The opinions expressed in this article are the writer’s own and do not reflect the views of Her Campus.
I was told journaling is simply writing down my thoughts and the way I felt about them so I can understand myself more clearly, but for me this wasn’t the case. I did attempt to journal at three different time periods of my life, and each time it made me feel worse than I already did.
By the third time, I even took the advice of many journal Instagram influencers of getting super cute notebooks, pretty colored pens, and many stickers. Let me tell you now, it did not help at all.
The first attempt at journaling was when I was in high school, where the only thing going on in my life was the typical student drama. Honestly, a week in, I forgot I even had a journal and when I did eventually find it again a few months later, it made me feel awful because I had not accomplished any of the goals I wrote down, nor did I improve on any of the things I was supposed to.
The second attempt was at a pretty happy time in my life. I was content with how things were going and how I felt with where I was. Writing down my thoughts and feelings at this point wasn’t an issue. I was having fun with it and I was making it pretty with highlighters and little drawings. I was bullet journaling as well, just like the influencers I saw on Instagram! I had a whole month’s worth of journal entries and it was great — until things were not going as happily. At some of the toughest moments of my life, it was so hard to see my feelings written down because it made it seem so real and it wasn’t helping me move on.It was actually holding me back from looking for solutions for my situation.

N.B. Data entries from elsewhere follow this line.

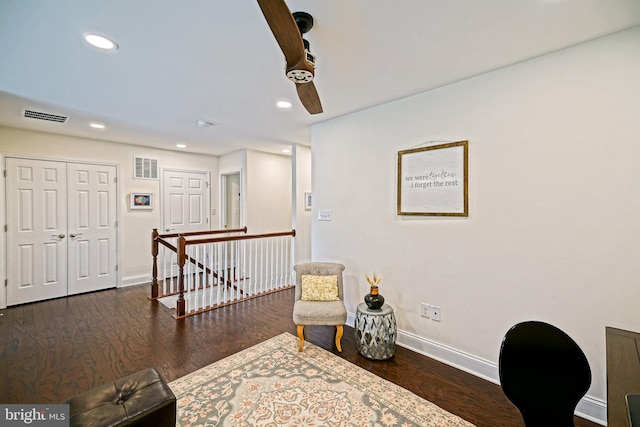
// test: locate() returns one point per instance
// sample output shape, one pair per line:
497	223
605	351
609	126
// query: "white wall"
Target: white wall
302	217
553	231
135	226
269	186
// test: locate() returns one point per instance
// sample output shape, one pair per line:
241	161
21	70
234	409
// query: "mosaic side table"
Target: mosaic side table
376	332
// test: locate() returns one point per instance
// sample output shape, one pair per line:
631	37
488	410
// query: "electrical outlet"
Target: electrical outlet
424	310
324	215
435	313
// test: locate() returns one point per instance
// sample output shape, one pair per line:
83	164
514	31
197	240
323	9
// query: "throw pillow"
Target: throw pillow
319	288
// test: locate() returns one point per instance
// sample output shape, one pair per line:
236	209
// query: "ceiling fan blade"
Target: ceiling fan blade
284	28
309	96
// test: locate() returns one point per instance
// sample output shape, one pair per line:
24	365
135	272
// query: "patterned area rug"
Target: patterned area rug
271	384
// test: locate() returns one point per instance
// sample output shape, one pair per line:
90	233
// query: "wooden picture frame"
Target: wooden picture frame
433	181
141	201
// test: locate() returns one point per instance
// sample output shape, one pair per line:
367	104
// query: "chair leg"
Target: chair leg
339	332
301	337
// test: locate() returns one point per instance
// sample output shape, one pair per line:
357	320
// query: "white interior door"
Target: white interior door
185	201
36	230
232	196
61	229
92	240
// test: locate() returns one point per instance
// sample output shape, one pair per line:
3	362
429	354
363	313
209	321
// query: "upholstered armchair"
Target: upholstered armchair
319	298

The third attempt was at one of the hardest moments of my life. It was hard to see what might be next for me and it was getting harder to look for a way out. I decided to give journaling one last try, with lots of research backing up this decision, so I could give it a good solid shot. Seeing my negative feelings written down had me getting disappointed in myself. It started feeling like a chore on my list that I had to do to even get close to finding peace, when in fact I could easily do it without the journaling. I was forcing myself to write even the simplest of thoughts and it was becoming a burden day by day.
Maybe one day, I will give it another go, but for now journaling isn’t for me.I hope it works for you, and if not, that’s okay, too!